Parker Duofold Prestige Ballpoint Pen
Kicking this list off is a gorgeous writing utensil that embraces over a century of refined craftsmanship. PARKER has been making the Duofold since the actual days of Art Deco in 1921, and this Ballpoint Pen version certainly shows off the design style. It features a sleek, etched chevron pattern that is accentuated by several 23-karat gold plated trims for an added bit of luxury that you didn’t know a pen required until you use it.
Oliver Peoples Alland
Oliver Peoples has served as a celebrity-certified eyewear manufacturer for years, and its fashion-forward Alland silhouette is merely one example as to why it’s remained so popular. The shades are made in Japan using premium materials like titanium and high-end acetate to compose a gorgeous pair of sunglasses from one end to the other.
S.T. DUPONT x Cohiba Le Ligne 2 Lighter
The famed S.T Dupont crafted this gorgeous lighter alongside Cohiba Le Ligne, a legendary Cuban cigar brand, in celebration of the latter’s 55th anniversary — and it’s quite the impressive birthday gift. The lighter is made from gold-toned brass and etched with Cohiba’s logo and the famed cigar company’s emblem, along with some Art Deco-style numbers signifying 55 years.
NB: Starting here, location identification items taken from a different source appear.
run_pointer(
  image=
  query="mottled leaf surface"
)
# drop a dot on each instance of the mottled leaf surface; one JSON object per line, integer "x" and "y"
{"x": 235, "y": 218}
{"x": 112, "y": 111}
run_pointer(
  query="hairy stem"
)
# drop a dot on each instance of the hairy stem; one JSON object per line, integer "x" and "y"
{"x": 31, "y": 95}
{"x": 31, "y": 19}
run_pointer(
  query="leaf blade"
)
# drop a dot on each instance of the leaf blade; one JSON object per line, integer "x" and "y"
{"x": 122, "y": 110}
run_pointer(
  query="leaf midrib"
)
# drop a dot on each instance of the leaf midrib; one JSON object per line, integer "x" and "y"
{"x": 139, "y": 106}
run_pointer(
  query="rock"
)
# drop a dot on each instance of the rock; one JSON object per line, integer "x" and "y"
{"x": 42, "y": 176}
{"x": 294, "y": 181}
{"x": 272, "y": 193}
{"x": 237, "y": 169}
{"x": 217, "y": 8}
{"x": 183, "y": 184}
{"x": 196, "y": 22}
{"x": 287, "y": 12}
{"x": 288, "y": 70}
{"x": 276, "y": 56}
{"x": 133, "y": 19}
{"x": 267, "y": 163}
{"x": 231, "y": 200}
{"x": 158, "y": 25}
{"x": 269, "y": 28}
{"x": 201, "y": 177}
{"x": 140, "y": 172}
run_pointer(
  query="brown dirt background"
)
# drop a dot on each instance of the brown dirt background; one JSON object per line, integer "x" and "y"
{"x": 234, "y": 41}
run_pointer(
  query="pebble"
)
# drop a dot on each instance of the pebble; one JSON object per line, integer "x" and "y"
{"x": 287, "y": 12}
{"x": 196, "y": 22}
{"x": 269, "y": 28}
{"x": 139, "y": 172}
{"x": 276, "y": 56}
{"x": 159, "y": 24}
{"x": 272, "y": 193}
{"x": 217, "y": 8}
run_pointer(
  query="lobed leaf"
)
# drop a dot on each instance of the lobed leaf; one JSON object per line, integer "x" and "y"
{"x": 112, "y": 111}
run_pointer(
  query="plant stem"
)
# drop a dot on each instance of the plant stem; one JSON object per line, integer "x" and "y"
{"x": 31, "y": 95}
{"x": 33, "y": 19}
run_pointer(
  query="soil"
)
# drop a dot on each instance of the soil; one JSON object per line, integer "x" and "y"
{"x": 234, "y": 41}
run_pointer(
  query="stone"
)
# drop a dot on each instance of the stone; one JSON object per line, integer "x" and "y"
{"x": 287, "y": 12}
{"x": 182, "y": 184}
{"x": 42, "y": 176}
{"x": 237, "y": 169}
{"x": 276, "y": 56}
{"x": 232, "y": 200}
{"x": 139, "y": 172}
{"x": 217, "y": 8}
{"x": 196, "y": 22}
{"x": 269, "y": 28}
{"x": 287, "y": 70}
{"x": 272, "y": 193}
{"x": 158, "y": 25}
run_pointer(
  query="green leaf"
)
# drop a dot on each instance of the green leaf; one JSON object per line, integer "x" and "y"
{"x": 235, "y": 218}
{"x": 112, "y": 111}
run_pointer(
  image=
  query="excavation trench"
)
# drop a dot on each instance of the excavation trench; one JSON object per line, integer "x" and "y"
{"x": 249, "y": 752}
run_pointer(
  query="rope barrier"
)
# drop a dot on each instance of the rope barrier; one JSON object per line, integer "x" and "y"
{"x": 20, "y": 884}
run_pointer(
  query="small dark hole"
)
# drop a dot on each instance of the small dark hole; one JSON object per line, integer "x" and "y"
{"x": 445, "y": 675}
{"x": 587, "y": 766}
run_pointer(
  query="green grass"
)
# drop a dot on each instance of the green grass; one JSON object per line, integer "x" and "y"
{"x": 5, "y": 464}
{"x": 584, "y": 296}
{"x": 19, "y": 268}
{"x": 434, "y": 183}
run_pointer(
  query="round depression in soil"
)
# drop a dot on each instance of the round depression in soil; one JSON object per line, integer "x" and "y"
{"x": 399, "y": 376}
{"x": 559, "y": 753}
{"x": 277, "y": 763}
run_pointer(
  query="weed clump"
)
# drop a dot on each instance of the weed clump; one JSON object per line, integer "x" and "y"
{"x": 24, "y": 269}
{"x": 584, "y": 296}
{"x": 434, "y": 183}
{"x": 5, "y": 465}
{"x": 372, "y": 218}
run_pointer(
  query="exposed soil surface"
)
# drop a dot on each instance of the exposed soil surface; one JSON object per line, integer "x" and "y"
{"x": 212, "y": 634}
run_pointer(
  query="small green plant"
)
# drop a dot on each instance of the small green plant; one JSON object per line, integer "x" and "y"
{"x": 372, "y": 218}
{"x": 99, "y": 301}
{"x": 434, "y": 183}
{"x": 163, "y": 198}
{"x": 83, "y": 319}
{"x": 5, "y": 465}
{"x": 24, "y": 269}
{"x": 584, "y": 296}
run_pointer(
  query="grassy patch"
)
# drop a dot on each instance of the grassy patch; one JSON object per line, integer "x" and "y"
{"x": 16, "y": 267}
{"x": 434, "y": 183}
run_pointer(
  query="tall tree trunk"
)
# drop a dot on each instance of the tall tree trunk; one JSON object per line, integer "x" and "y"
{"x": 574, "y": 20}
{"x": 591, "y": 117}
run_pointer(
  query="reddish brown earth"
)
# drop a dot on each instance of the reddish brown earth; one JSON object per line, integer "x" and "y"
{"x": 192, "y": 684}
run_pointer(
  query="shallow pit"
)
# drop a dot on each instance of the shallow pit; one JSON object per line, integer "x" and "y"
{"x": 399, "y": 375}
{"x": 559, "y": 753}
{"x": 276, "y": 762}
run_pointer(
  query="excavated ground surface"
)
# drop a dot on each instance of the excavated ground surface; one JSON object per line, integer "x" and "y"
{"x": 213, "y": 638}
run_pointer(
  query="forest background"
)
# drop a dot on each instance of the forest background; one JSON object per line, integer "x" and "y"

JLC Reverso Classic Duoface Small Seconds
The definitive Art Deco watch is, without a doubt, Jaeger-LeCoultre‘s Reverso. Its famous rotating case was originally invented for polo players in the 1930s so they could protect their watch faces while playing, but today it’s regarded as one of the best dress watches in existence. This particular example of the Swiss-made piece features an in-house hand-wound movement, a solid 18-karat pink gold case, and a two-sided dial. The silver guilloche dial features a small seconds subdial, while the black Clous de Paris dial on the flip-side of the case boasts a second time zone compilation.